A meeting point of four geographical and climatic zones, the Crown of the Continent feeds rivers flowing into three oceans and is recognized as one of North America’s most intact large ecosystems.
The establishment of Waterton-Glacier International Peace Park in Alberta and Montana began a bi-national era of partnership and protection, but a map of the Peace Park clearly shows that a missing piece remains in the Flathead Valley of British Columbia. This missing piece was first recognized a century ago by Kootenai Brown, the founding superintendent of Waterton-Lakes National Park. Since then, countless individuals and organizations have been working to protect the Flathead.
A big win
After more than 20 years of working to protect the Flathead from incompatible mining proposals, conservationists recognized a big win for the Flathead and the Crown when the B.C. government signed a memorandum of understanding with Montana to prohibit mining, oil and gas development throughout the watershed.
But the work is not done. The next step to complete it would be a feasibility study for a Flathead National Park Reserve in the southeastern third of B.C.’s part of the valley. The study would generate an open discussion of the social and economic impacts of a park. It cannot proceed until the B.C. government, who manages public land in the province, agrees to it.
Next, the Southern Rockies Wildlife Management Area (WMA) needs to be re-established. It was replaced in 2003 with a land use plan that prioritizes mining and energy extraction across the landscape. The Southern Rockies WMA would protect connectivity along the spine of the Rocky Mountains, allowing wildlife to roam between Canada’s Rocky Mountain parks and Waterton-Glacier. The WMA would put the priority on wildlife protection when future land use decisions are being considered. A WMA would balance the benefits humans get from strip mining in the Elk Valley with the requirements of wildlife.
What about the Elk Valley?
The Elk Valley currently has five open-pit coal mines operated by Teck Coal. Selenium levels in the Elk River are increasing to dangerous levels. Teck has recognized this as a problem and has been evaluating different measures to address it. At the same time: Teck has proposed two new mines adjacent to its Line Creek operations and is continuing exploration at another site above Hosmer; Centerpoint Coal from China is planning to begin coal exploration at the Bingay Creek property north of Elkford; BP is planning on starting an exploration program in its 300-square-kilometre tenure area this summer; and Rio-Tinto maintains an interest at Coal Creek.

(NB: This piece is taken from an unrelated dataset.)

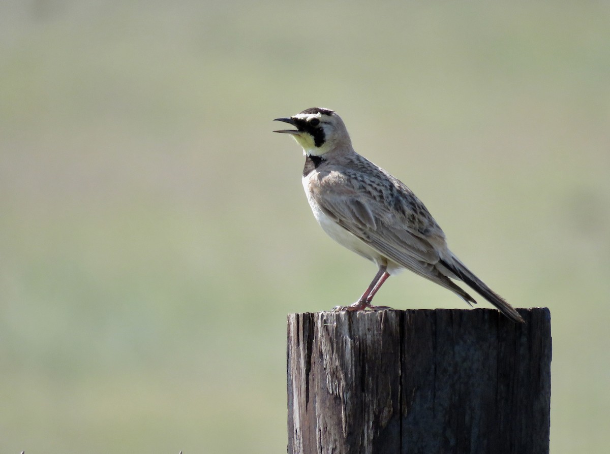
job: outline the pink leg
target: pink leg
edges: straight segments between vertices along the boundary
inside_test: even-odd
[[[373,299],[373,297],[375,296],[375,294],[379,289],[381,285],[383,284],[383,283],[386,282],[386,280],[390,277],[390,275],[386,271],[386,268],[387,267],[385,265],[379,266],[379,271],[377,272],[375,277],[373,278],[373,280],[367,288],[367,289],[364,291],[364,293],[363,293],[362,296],[360,297],[360,299],[349,306],[337,306],[336,307],[333,308],[332,310],[362,311],[367,308],[373,310],[390,309],[391,308],[387,307],[387,306],[373,306],[371,305],[371,300]]]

Wildsight is not against mining. The group recognizes mining as the backbone of the regional economy, providing important benefits to Elk Valley communities. Wildsight does, however, have concerns about the impacts that existing operations are having on water quality in the valley, and about the impacts new mines and coalbed methane developments will add to an already-stressed ecosystem.
Industry, scientists and the Province must discover how to stop and reverse the trend of dangerous selenium levels in the Elk River. Current environmental conditions need to be assessed comprehensively, at the landscape level. And cumulative effects of existing projects should be analyzed so that their true impacts can be evaluated—before any new mines or coalbed methane projects proceed.
The Crown of the Continent is blessed with many incredible values: wildlife, water, forests, minerals and strong communities. It’s an ecosystem unlike any other and it’s not too late to care for it responsibly and fairly. Together, we can do what’s right.